More

alexrustic · on Dec 2, 2024

Jinbase is designed to be thread-safe, ensuring it can be reliably used in a multithreaded context.

To interact with SQLite, Jinbase uses LiteDBC [1] an SQL interface compliant with the DB-API 2.0 specification described by PEP 249 [2], itself wrapping Python's sqlite3 [3] module for a more intuitive interface and multithreading support by default. I wrote for LiteDBC a stress test [4] involving concurrency with Asyncpal [5].

[1] https://github.com/pyrustic/litedbc

[2] https://peps.python.org/pep-0249/

[3] https://docs.python.org/3/library/sqlite3.html

[4] https://github.com/pyrustic/litedbc/blob/master/tests/test_s...

[5] https://news.ycombinator.com/item?id=41404020

alexrustic · on Dec 1, 2024

Thank you for your comment ! Indeed, for wide adoption across languages, we will need to port at least Paradict as that is the format in which BLOBs are serialized.

Protobuf relies heavily on predefined schemas and this rigidity goes against the flexibility of Jinbase's schema-less philosophy.

MessagePack (or CBOR) seems more convincing but Paradict has some subtleties that I don't find there. For example, Paradict preserves UTC offsets [1], handles integer bases, allowing for the representation of integers in decimal, binary, octal, and hexadecimal formats, has an extension mechanism that I find more interesting, etc.

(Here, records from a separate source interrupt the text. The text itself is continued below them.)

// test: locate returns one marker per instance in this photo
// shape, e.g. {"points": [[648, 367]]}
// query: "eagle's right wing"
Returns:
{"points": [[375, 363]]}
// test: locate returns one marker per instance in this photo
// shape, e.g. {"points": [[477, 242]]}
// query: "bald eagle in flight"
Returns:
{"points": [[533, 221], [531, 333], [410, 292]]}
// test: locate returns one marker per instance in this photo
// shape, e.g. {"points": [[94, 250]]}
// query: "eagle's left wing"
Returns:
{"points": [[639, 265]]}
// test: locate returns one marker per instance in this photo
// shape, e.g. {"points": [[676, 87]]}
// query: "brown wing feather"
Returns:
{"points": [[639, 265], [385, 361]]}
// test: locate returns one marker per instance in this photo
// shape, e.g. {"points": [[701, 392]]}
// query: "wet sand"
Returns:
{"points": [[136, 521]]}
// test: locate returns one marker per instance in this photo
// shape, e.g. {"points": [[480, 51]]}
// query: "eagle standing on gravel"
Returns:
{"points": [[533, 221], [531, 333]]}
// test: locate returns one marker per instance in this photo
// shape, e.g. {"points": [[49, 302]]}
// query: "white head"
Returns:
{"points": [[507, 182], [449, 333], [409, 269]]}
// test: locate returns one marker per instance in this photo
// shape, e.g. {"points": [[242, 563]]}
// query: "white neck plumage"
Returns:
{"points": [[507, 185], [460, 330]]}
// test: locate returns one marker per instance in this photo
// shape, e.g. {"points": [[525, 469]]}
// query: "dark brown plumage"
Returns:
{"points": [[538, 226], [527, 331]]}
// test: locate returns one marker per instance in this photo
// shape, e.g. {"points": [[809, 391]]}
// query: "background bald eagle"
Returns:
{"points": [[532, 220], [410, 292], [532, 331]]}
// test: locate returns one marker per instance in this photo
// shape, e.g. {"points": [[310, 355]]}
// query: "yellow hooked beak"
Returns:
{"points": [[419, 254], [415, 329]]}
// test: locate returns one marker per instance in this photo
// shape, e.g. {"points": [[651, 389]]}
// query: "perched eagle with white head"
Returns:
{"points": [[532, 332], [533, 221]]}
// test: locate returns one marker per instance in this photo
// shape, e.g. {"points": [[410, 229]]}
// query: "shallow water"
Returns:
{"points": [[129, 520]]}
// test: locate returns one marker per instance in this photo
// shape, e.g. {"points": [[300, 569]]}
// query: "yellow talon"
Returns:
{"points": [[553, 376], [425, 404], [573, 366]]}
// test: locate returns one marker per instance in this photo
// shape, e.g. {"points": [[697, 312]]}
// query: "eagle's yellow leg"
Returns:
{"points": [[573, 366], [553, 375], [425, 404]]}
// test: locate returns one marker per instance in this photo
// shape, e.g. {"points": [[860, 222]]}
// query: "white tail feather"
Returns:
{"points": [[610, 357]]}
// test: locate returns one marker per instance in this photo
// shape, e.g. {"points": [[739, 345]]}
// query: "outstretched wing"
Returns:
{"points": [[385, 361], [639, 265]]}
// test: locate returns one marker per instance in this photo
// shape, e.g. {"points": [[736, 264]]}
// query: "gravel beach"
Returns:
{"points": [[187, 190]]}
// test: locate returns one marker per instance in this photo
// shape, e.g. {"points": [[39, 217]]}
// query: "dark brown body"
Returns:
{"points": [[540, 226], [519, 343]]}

Soon I will be adding a command line interface to Jinbase. From the CLI one will be able to read and write any type of data and this will only be possible because Paradict has a twin text format. MessagePack, from what I know, started with 1:1 compatibility with JSON and then over time it added things that are not present in JSON, thus breaking the 1:1 compatibility with JSON.

If I understand Peter Naur's take on programming [2] correctly, Jinbase is a software idea that I'm trying to implement (bring to life) one iteration at a time, and for that I need to have some level of control over the components (like the serialization format) so that I can adjust things accordingly. For example, the Paradict binary format is originally intended to serialize and deserialize only dictionaries (P...dict), but I changed that detail so that Jinbase users can freely store other things than dictionaries.

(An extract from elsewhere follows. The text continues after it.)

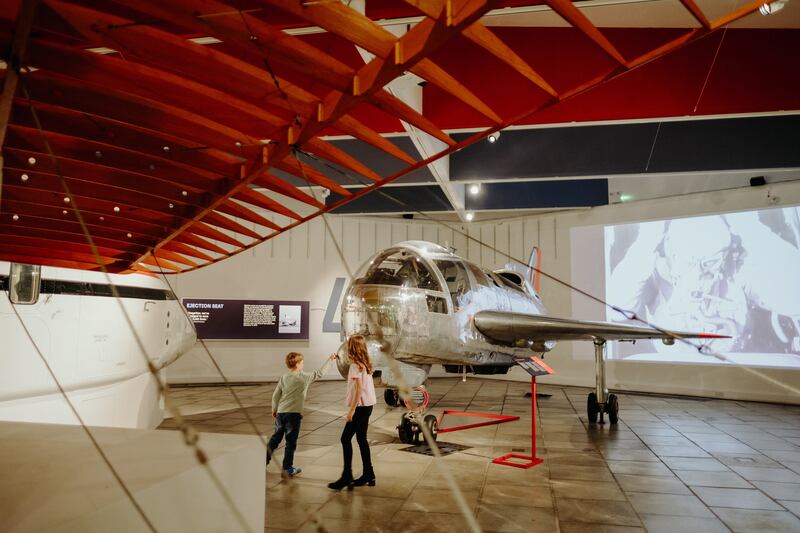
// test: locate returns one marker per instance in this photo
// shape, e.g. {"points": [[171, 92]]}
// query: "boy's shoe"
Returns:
{"points": [[293, 471]]}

Once the core idea is fully implemented, we will see how to reproduce it elsewhere, one contribution/compilation after another...

[1] https://codeblog.jonskeet.uk/2019/03/27/storing-utc-is-not-a...

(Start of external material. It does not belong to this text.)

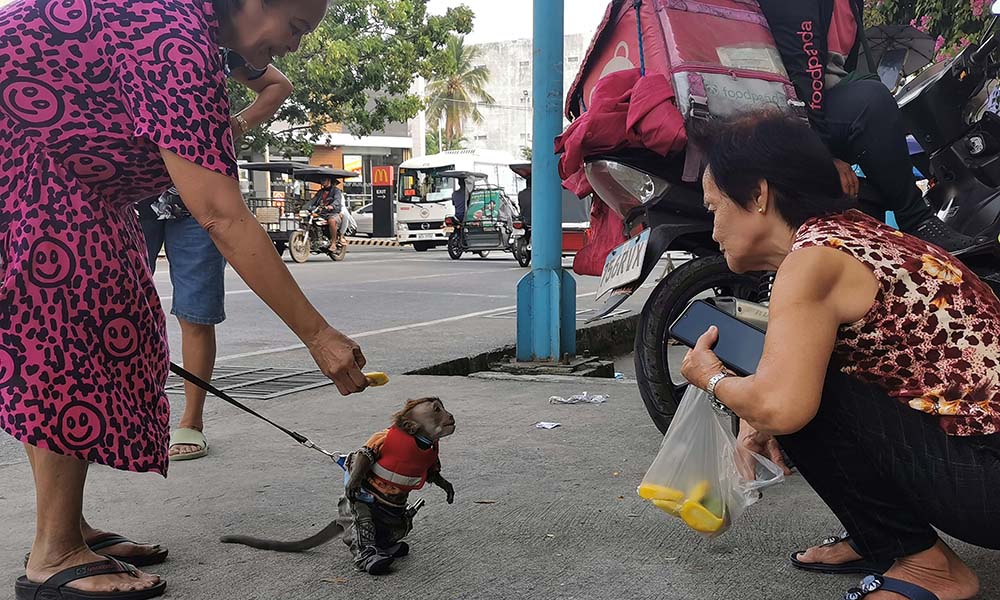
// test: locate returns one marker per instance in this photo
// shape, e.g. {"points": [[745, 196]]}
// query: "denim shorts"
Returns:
{"points": [[197, 269]]}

[2] https://news.ycombinator.com/item?id=26027448

alexrustic · on Sept 2, 2024

If I understand correctly, goroutines = asyncio (non-invasive) + asyncio.to_thread (when needed, but automatic). So, it is still cooperative concurrency that feels preemptive due to its design. This Go capability is interesting, and it 'seems' that it cannot be replicated without some integration with the runtime of the target language, i.e., a 'baked-in solution'. For now, I'm fine with true preemptive concurrency, but this might change in the future.

alexrustic · on Aug 31, 2024

Thank you !

alexrustic · on Aug 31, 2024

Thanks for your comment !

When you are doing parallelism, don't forget to protect the 'entry point' of the program by using "if __name__ == '__main__'", and also avoid the __main__.py file [1]

  # this file isn't `__main__.py` !
  from asyncpal import ProcessPool

  def square(x):
      return x**2

  if __name__ == "__main__":  # very important !
      with ProcessPool(4) as pool:
          numbers = range(1000)
          # note that 'map_all' isn't lazy
          iterator = pool.map(square, numbers)  # map is lazy
          result = tuple(iterator)
          assert result == tuple(map(square, numbers))

[1] https://discuss.python.org/t/why-does-multiprocessing-not-wo...

alexrustic · on Aug 31, 2024

I was asked hours ago by a concurrency enthusiast, whose website has been a valuable source of information for me on the topic, to tell in a sentence what capability Asyncpal provides to users above the Python standard library (stdlib).

I found the question interesting because it goes straight to the point and calls for a concise answer. I believe the answer is missing from this 'Show HN'. Here is my response to the question:

Asyncpal unifies the stdlib (concurrent.futures + multiprocessing.pool) and provides true elastic pools (grow + shrink) with an intuitive interface.

alexrustic · on Aug 31, 2024

If I'm given a chance to develop, I would start with the last part of the sentence that might sound subjective. For example, the 'Future' class in 'concurrent.futures' exposes a method named 'result' to collect the result of a task. In contrast, the 'Future' class in Asyncpal exposes a 'collect' method and a 'result' property.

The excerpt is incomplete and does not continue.